The most awesome testament to the durability of gold is the story of the Nobel prizes of German physicists Max von Laue (1914) and James Franck (1925). When Germany invaded Denmark in World War II, Hungarian chemist George de Hevesy dissolved their gold medals in aqua regia and placed the resulting solution on a shelf in his laboratory at the Niels Bohr Institute. It was ignored by the Nazis who took it for a jar of common chemicals.
After the war, de Hevesy precipitated the gold out of the acid and returned it to the Nobel Foundation which recast the medals and presented them back to the physicists. The irony in this story is that since gold is truly fungible the Nobel Foundation could have easily cast brand new medals for the physicist which would have been indistinguishable from the originals. But we care about history, and we love a good story, and we can bring diversity to even the most fungible things in nature.
Render unto Satoshi?
The fungibility of gold derives from its durability and purity. Any piece of gold can be easily melted and purified and subjected to the acid test. There is no arguing over the value of any piece of gold.
Gold also has two more advantages over both fiat and crypto. First, gold does not carry any identifiers or history with it. Even if a gold artifact is identifiable, it can be easily melted and recast without a loss of value. Thus gold offers a level of anonymity and fungibility far beyond fiat or most forms of crypto.
Second, gold is truly rare. Both fiat and crypto require extraordinary measures to artificially maintain a level of supply which prevents either rapid inflation or deflation. Fiat supply is controlled by the monetary policies of governments. They do it by manipulating interest rates and taxes - another of those great dualities of life.
The Bitcoin protocol increases the difficulty of mining new coins so that the rate at which new coins are issued is halved every four years. The maximum number of bitcoins is capped at 21 million and around 85% have already been mined. Bitcoin is a lot like gold then. Gold is created in the rare collisions of neutron stars and there is increasing difficulty in mining the remaining 20% of the gold that is still below ground on earth.
There is one more quality that makes gold the perfect fungible asset - it is pretty much useless for any purpose other than perhaps its rare applications in computer electronics and medicine. Thus gold is the perfect store of value and was used to back the US dollar under the Bretton Woods system which maintained fixed exchange rates between currencies. Nixon ended that in 1971 when there wasn’t enough gold to cover the number of dollars in circulation and fiat was born.
The thing about the fungibility of any form of money is that it is not an inherent property of the underlying asset itself but ultimately depends on protocols and laws surrounding its use. The fungibility of bitcoin is diminished when governments shut down exchanges or the CEO of your exchange embezzles all the assets by faking his own death in India. Even fiat is susceptible to hyperinflation and demonitization.

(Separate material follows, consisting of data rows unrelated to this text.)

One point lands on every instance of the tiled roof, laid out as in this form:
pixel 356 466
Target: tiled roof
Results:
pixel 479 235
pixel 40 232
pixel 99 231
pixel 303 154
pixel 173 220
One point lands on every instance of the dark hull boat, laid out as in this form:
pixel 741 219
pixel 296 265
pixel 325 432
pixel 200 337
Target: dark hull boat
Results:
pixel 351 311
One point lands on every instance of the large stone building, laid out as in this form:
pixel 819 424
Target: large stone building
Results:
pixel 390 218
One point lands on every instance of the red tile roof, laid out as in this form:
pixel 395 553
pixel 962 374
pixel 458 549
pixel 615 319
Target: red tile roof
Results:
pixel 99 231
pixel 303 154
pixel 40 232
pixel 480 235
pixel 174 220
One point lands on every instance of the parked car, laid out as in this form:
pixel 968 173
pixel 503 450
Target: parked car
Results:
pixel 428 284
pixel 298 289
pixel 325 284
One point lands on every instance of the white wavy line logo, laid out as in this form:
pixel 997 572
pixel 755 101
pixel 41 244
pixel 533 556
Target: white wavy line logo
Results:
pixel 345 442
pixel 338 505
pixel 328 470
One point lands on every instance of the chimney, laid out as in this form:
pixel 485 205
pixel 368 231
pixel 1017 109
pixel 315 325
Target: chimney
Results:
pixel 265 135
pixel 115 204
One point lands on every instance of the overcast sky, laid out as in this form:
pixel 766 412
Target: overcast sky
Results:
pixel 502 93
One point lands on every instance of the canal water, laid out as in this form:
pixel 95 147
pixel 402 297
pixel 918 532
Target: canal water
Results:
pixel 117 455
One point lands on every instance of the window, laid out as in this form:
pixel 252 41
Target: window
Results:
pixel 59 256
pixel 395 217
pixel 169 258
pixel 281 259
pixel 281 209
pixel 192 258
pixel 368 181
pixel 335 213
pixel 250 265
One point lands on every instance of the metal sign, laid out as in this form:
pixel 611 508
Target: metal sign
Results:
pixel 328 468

Perhaps it is the good old gold, after all, forged in the cataclysmic death of neutron stars, which is the one true store of value. Alas, gold is only a good store of value but not a good currency and must be stored in a safe for once it is taken from you it is lost since it bears neither identity nor history.
For all practical purposes then, fiat works, more or less, depending on where you live. After all, fiat is backed by your government and its big guns. As Jesus would tell you, render unto Caesar the things that are Caesar’s.